Choisir sa mutuelle, c'est désormais possible ?


Le Mouvement pour la liberté de la protection sociale (MLPS), dont les plaintes sont à l'origine de ces deux jugements, crie victoire. Pour lui, ces décisions de justice lèvent le monopole du RSI. Dans une pétition publiée en décembre dernier et signée par plus de 57000 personnes, il demande la dissolution du RSI.

Le mouvement incite par ailleurs les indépendants à se tourner vers des assureurs privés. Mais attention, il serait plus que téméraire d'aller rendre visite à la concurrence : tout indépendant qui refuserait de payer ses cotisations ou rejoindrait une caisse privée risquerait gros. Les peines peuvent atteindre six mois de prison et 15 000 euros d'amende. Et le gouvernement a adopté en octobre dernier une mesure qui alourdit les sanctions à l'encontre de ceux qui refuseraient de s'affilier au RSI. Bref, malgré ces décisions de justice, le RSI reste légalement le seul assureur autorisé. Alors, pour ceux qui ne veulent plus jamais avoir affaire au RSI, mieux vaut opter pour la stratégie de l'évitement : adopter le statut un statut de salarié ou assimilé salarié.

Un choix qu'ont fait de nombreux indépendants. Car pour beaucoup des quelque six millions d'affiliés et ayants droit, le RSI, ce serait plutôt le Racket Sans Interruption. Charges trop lourdes, cotisations indûment exigées, absence d'information des assurés, impossibilité de toucher les indemnités de maladies ou les retraites...  Des défaillances qui parfois étranglent financièrement les cotisants, voire les mènent à la faillite.

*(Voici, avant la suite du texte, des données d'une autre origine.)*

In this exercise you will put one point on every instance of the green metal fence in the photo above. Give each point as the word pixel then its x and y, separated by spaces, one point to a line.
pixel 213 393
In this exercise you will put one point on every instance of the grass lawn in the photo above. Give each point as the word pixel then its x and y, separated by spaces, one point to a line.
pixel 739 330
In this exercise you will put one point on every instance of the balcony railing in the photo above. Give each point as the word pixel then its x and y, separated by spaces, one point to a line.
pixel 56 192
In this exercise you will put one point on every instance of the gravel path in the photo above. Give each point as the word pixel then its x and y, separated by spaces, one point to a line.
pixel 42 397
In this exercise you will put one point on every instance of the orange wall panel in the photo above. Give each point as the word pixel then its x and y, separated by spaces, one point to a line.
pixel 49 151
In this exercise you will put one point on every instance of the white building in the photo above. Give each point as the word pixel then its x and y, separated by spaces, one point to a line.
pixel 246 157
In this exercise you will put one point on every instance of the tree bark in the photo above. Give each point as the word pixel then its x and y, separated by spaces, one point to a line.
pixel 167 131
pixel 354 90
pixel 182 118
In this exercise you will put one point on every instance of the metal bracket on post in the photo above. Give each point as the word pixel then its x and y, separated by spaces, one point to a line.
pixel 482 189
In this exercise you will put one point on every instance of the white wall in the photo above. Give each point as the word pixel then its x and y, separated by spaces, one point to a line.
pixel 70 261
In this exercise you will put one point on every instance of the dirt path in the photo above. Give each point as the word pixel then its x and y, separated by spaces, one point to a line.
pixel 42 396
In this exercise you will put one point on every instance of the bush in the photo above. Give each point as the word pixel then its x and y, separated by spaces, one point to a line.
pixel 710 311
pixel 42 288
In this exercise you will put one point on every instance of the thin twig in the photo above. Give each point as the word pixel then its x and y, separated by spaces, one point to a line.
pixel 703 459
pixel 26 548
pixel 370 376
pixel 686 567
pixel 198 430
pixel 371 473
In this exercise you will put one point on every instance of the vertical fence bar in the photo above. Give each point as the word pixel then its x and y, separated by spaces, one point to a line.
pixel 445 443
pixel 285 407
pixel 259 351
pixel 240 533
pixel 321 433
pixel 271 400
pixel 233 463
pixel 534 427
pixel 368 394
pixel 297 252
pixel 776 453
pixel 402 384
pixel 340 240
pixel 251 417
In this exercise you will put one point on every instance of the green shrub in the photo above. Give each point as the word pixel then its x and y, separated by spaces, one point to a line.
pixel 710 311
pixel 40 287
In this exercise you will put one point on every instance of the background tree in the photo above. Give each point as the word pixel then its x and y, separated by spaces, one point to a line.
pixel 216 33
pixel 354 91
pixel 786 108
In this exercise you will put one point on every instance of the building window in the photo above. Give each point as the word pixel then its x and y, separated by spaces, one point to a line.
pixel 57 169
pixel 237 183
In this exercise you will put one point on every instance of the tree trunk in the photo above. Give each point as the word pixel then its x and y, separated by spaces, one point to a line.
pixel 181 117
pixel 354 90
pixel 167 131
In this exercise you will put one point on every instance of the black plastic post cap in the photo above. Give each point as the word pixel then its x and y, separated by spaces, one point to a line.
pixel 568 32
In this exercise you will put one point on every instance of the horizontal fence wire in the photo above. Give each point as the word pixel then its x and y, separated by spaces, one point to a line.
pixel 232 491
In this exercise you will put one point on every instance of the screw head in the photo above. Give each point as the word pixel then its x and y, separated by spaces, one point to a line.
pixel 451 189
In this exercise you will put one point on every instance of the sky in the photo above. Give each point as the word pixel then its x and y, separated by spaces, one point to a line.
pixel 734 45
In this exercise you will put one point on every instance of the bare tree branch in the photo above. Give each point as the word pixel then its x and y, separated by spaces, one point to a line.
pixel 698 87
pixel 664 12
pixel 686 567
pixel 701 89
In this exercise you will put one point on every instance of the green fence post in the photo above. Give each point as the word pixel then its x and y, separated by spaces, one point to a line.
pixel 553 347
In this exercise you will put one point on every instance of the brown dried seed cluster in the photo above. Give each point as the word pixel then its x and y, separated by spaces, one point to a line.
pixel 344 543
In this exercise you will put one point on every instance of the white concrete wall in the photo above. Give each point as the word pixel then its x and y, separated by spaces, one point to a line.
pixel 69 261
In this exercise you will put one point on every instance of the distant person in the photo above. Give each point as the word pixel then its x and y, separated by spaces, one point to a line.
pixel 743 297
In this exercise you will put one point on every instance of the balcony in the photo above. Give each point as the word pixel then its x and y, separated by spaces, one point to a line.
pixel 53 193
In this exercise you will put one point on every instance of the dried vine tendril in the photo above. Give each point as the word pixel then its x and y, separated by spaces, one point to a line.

Le mécontentement est quasi général. Selon un sondage réalisé par le syndicat des indépendants (SDI) en janvier 2014, les trois quarts des cotisants ont été confrontés au moins une fois à des dysfonctionnements du RSI. Et près des deux tiers des professionnels indépendants ont une vision négative du RSI.

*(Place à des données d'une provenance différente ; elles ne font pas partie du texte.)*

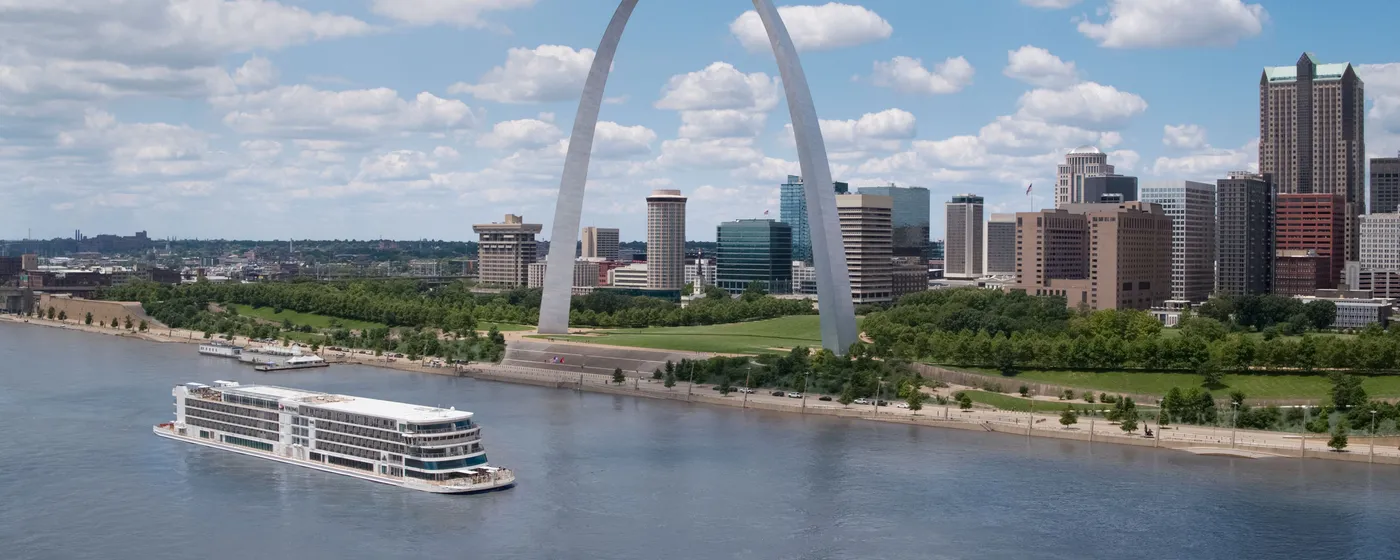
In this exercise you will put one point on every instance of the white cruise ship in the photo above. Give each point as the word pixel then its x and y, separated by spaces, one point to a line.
pixel 416 447
pixel 220 349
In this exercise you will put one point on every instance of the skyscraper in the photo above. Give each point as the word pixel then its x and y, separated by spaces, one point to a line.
pixel 1308 223
pixel 665 240
pixel 910 217
pixel 1385 185
pixel 1081 163
pixel 599 242
pixel 1001 245
pixel 753 251
pixel 506 251
pixel 1243 235
pixel 1192 207
pixel 1102 256
pixel 1312 135
pixel 867 233
pixel 793 212
pixel 963 252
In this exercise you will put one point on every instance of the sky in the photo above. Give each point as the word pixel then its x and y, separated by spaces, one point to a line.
pixel 413 119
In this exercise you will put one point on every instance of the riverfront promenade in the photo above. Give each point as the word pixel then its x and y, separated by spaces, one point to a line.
pixel 1193 438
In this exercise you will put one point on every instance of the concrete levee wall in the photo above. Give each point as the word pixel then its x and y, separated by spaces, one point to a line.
pixel 102 311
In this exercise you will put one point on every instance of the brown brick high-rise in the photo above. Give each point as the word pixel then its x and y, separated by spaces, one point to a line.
pixel 1312 136
pixel 1308 223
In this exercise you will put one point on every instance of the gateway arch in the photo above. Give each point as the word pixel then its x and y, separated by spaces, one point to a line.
pixel 833 284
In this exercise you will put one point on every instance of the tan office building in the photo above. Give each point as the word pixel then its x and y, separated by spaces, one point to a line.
pixel 506 251
pixel 599 242
pixel 1101 256
pixel 665 240
pixel 868 235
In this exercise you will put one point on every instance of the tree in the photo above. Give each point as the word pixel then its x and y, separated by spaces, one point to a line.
pixel 1068 417
pixel 916 399
pixel 1339 437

Comment en est-on arrivé là ?


A l'origine de cette situation cataclysmique, il y a un mariage raté. En janvier 2008, le gouvernement exige le rapprochement de l'Urssaf avec le RSI, qui doivent désormais recueillir ensemble leurs cotisations. L'objectif est de simplifier le système, ce qui avec le recul prête à sourire (ou à pleurer). La réforme, prématurée et précipitée, échoue: le couple ne parvient pas à communiquer. Un bug informatique empêche les deux parties d'échanger leurs données et provoque des pertes de données. Avec les conséquences que l'on connaît : des dysfonctionnements à répétition pour les assurés.

Pour les victimes de cette « catastrophe industrielle » désireuses de quitter le foyer, il faudra attendre des arrêts des juridictions les plus élevées (Cour de Cassation ou Cour de Justice de l'Union européenne) pour être autorisées à le faire.